Au début des années 2000, Louise, une étudiante en géographie, décide d’aller passer l’été seule sur une île au large de Concarneau (Finistère). La jeune femme y voit autant le moyen de rédiger le mémoire de maîtrise qu’elle consacre à ce « territoire insulaire jusqu’alors inexploré » que l’occasion de se confronter à la solitude pour y faire l’expérience de ce qu’elle imagine être la liberté.
Le premier roman d’Anne-Solange Muis, Une île pour elle, met en forme avec bonheur cette aventure initiatique. Cherchant à nommer ce qu’elle a appris au contact de la colonie d’hirondelles de mer dont elle était chargée d’assurer la protection, des quelques touristes accostant l’île certains jours, et de l’enseignant qui lui téléphonait tous les jours pour l’encadrer, Louise revisite cette période de sa vie, sans pesanteur mais avec le recul que lui permettent les vingt années qui se sont depuis écoulées.
Docteure en géographie, Anne-Solange Muis partage son temps, nous apprend la présentation de l’éditeur, entre Paris où elle vit et des expéditions lointaines. Il n’y a donc sans doute rien d’étonnant à ce que ce roman aborde avec acuité les tiraillements et les tourments de ceux qui aspirent constamment à prendre le large, rêvant d’une vie de découvertes et de liberté, mais connaissent trop bien le prix à payer. Si la solitude paraît désirable, découvre Louise, et quand bien même les risques encourus sont minimes lorsque l’on veille sur vous à distance, le choix de l’aventure et de l’isolement implique en retour de ne pas être là pour ceux qui vous sont chers s’ils ont besoin de vous.
Isolée volontaire sur un îlot dont on fait le tour en trente minutes à pied, sans « aucun moyen matériel de [le] quitter » si on ne vient pas la chercher, pas même « une barque », tributaire des appels que le vieux téléphone fixe de sa cabane de fortune peut recevoir mais pas donner, l’étudiante candide et insouciante trouve d’abord en ce lieu ce qu’elle était venue y chercher : une communion et, parfois, une confrontation avec la nature sauvage.

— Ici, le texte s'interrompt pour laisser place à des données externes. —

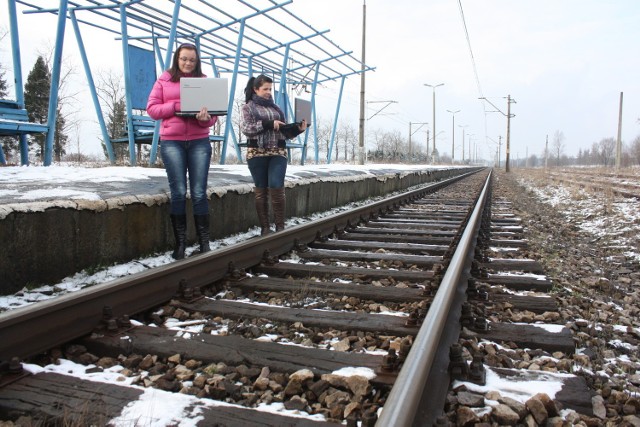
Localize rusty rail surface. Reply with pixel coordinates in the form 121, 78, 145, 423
0, 171, 484, 361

Façon d’éprouver, pense-t-elle, sa vaillance, puisque l’île se révèle à l’image de « cette mer dure, entière, sans compassion. Comme l’océan, [elle est] aliénante, mystérieuse et fascinante, sans pitié ».
Le courage, comprend-elle peu à peu, n’est pas tant physique que mental. « Pourquoi [les explorateurs] ne parlaient-ils jamais de l’endurance psychologique qu’ils devaient supporter lors de l’épreuve », et de ce qui les amène « à continuer quand tout s’arrête autour d’eux ? » De l’aventure rêvée à l’aventure vécue, il y a un gouffre que la littérature formule admirablement. C’est peut-être la vraie découverte de l’exploratrice.